· 7 min read

Why Apple Review can't be your QA (and what to do about it)

A user pinged me with a screenshot. He had tapped 从 iCloud 恢复 in one of my apps — 鱼缸管家, an aquarium log, nothing exotic — and the screen showed:

Error fetching record <CKRecordID: 0x799aa4600;
recordName=aqualog-doc-_a599d8e4bae73ebf8e6bea10228037c6,
zoneID=_defaultZone:__defaultOwner__> from server: Record not found

Reasonable user reaction: that’s a bug. Reasonable engineer reaction: that’s not a bug, that’s the correct behavior — pullData() caught the error and called error.localizedDescription. The system told him the truth in the most honest way it had.

Both reactions are right. That’s what makes it a bug.

What actually happened

He installed the app. Tapped Restore. Had never synced anything to iCloud yet — there was nothing in his private database to restore. So db.record(for: id) came back with CKError(.unknownItem). The catch block, written some months ago when I cared about a different problem, did this:

do {
    let rec = try await db.record(for: docId)
    apply(rec)
} catch {
    errorMessage = error.localizedDescription
}

That treats every failure mode the same. Auth failure, network drop, schema mismatch, throttling, and “you have no backup yet” — all rendered as the raw CKError description. The first four are errors. The fifth one isn’t. It’s the empty state of the restore feature, dressed up in the costume of a runtime exception because that’s how the CloudKit API decided to encode it.

The fix is one line:

} catch let e as CKError where e.code == .unknownItem {
    statusMessage = "iCloud has no backup yet — sync first to create one."
} catch {
    errorMessage = error.localizedDescription
}

Five characters of typing once you see it. The interesting question is why nobody saw it across three minor releases before the user did. I have 53 iOS apps in production and a fairly aggressive QA setup. Something in the system was supposed to catch this. Nothing did.

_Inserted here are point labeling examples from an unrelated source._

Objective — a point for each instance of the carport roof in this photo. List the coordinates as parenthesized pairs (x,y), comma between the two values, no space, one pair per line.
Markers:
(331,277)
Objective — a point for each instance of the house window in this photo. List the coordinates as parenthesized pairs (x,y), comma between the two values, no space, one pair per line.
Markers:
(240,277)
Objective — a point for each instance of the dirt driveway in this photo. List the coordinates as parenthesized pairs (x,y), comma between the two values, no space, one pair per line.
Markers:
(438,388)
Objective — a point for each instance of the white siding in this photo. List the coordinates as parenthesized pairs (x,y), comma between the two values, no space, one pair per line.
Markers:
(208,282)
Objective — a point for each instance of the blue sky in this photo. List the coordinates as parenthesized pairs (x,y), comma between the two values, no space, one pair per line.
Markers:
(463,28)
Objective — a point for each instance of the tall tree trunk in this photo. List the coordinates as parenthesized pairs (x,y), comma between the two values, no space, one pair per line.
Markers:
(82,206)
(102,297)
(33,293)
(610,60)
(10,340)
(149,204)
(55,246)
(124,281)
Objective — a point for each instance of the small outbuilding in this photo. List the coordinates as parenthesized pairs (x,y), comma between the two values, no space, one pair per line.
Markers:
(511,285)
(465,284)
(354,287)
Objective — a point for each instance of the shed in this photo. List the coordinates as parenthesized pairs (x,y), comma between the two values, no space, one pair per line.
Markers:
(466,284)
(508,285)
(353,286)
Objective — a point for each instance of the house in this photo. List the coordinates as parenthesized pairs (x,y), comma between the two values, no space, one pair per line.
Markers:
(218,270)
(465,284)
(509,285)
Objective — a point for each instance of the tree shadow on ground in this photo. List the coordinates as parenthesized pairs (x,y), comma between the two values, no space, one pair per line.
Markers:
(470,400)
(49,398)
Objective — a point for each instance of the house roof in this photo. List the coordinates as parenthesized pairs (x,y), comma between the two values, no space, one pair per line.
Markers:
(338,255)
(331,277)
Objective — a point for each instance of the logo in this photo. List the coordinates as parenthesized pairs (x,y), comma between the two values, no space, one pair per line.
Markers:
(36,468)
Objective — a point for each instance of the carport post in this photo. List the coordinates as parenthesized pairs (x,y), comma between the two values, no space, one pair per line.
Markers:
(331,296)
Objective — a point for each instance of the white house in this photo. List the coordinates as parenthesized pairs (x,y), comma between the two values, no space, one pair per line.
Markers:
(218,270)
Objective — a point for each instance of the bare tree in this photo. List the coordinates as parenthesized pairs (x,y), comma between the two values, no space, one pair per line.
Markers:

The three things I was relying on, and why each one couldn’t see it

I want to be careful here. I was not, in some literal sense, expecting Apple Review to find this bug. Apple Review is a compliance gate, not a QA team, and I have known this since my second rejection. What I was relying on was a stack of overlapping checks that each had a bounded job, and I had never sat down and asked: which class of bug falls outside all of them at once? This was that class.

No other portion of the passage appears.